Step 1) Getting the Wii client certificate
As explained in the page, the Wii client certificate is signed by Nintendo, and can therefore be used to sign other certificates.
You could get it from your Wii itself, or you could download "Wii NWC Prod 1" at Larsenv's page.
(Arian Kordi most likely dumped this since his name is in the footer. Thank you Arian!)

Step 2) Converting it to a useable format
As you probably noticed, the file is PKCS12 which is not what you'll want for signing certificates.
openssl pkcs12 -in WII_NWC_1_CERT.p12 -passin pass:alpine -passout pass:alpine -out keys.txt
This will export the public and private keys. (The private key will have the password alpine again.)
These cannot be exported separately from the command line as far as I know.
Copy the public and private keys from the output at keys.txt, then save them as NWC.crt and NWC.key.

Step 3) Signing your certificate
Instructions for this are listed on the GitHub page.
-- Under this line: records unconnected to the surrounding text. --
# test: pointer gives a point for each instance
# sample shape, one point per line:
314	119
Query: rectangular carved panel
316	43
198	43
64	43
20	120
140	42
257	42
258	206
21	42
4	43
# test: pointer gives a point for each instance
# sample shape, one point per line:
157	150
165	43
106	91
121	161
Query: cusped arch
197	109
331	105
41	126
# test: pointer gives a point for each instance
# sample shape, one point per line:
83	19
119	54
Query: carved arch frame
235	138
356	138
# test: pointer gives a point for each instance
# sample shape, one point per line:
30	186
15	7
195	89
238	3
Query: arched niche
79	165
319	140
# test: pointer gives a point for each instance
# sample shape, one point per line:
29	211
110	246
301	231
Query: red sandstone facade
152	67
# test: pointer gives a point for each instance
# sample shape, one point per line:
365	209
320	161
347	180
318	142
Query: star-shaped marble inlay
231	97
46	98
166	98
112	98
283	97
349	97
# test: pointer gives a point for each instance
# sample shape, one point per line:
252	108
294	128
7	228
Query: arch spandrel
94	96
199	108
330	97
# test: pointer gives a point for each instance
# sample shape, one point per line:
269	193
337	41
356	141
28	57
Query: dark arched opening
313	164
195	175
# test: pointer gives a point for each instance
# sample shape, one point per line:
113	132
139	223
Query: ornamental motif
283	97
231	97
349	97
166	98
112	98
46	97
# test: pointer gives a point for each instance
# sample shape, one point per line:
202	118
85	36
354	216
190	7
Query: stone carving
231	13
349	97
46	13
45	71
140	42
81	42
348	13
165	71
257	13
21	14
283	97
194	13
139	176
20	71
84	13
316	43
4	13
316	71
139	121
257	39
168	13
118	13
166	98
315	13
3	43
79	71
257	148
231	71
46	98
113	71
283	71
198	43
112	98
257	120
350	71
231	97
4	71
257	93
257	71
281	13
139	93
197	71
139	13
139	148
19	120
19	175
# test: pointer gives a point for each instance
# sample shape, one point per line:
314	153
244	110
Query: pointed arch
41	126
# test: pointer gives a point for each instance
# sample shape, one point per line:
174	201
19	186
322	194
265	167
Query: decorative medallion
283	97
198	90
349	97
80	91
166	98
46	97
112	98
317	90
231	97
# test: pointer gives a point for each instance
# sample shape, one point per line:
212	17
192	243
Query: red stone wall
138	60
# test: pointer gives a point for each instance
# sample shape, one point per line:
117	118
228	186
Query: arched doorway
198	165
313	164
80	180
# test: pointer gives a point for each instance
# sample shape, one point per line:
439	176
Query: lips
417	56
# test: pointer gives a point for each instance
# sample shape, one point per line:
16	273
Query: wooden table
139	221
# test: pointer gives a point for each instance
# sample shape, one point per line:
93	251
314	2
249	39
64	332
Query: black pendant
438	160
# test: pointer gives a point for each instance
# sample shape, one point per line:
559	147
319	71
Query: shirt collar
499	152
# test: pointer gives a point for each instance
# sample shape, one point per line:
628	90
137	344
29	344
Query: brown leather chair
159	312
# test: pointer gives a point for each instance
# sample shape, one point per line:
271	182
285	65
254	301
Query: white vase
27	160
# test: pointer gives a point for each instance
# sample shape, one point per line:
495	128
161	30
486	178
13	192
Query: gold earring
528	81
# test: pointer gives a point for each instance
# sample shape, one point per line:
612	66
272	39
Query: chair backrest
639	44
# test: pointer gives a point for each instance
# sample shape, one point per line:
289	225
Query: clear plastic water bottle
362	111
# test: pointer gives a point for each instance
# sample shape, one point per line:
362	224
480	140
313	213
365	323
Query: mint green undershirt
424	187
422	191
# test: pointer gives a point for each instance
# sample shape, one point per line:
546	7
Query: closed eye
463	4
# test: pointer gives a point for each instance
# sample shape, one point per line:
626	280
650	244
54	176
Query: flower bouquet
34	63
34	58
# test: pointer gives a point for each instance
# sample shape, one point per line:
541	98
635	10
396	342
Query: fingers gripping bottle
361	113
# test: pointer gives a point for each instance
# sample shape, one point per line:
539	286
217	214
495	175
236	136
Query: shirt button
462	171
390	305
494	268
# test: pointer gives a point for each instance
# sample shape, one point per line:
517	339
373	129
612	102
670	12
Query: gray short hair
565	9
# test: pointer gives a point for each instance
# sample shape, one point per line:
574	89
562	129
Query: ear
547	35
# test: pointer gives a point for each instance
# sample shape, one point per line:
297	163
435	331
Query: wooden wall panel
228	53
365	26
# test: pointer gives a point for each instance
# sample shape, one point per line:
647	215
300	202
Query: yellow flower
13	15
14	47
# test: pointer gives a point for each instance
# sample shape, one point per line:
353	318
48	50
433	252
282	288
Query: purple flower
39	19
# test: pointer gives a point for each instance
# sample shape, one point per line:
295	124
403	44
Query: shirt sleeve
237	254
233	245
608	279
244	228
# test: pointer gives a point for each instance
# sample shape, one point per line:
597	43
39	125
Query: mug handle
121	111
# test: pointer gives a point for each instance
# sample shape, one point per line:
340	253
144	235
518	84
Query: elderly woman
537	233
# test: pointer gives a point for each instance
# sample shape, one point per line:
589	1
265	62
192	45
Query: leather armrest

These are copied for reference.
Make sure it's in the right format, since the DS can only handle SHA1 and MD5 ciphers.
openssl genrsa -out server.key 1024
openssl req -new -key server.key -out server.csr
openssl x509 -req -in server.csr -CA NWC.crt -CAkey NWC.key -CAcreateserial -out server.crt -days 3650 -sha1
cat server.crt NWC.crt > server-chain.crt
If you followed the instructions, you should now have all of your certificates in server-chain.crt.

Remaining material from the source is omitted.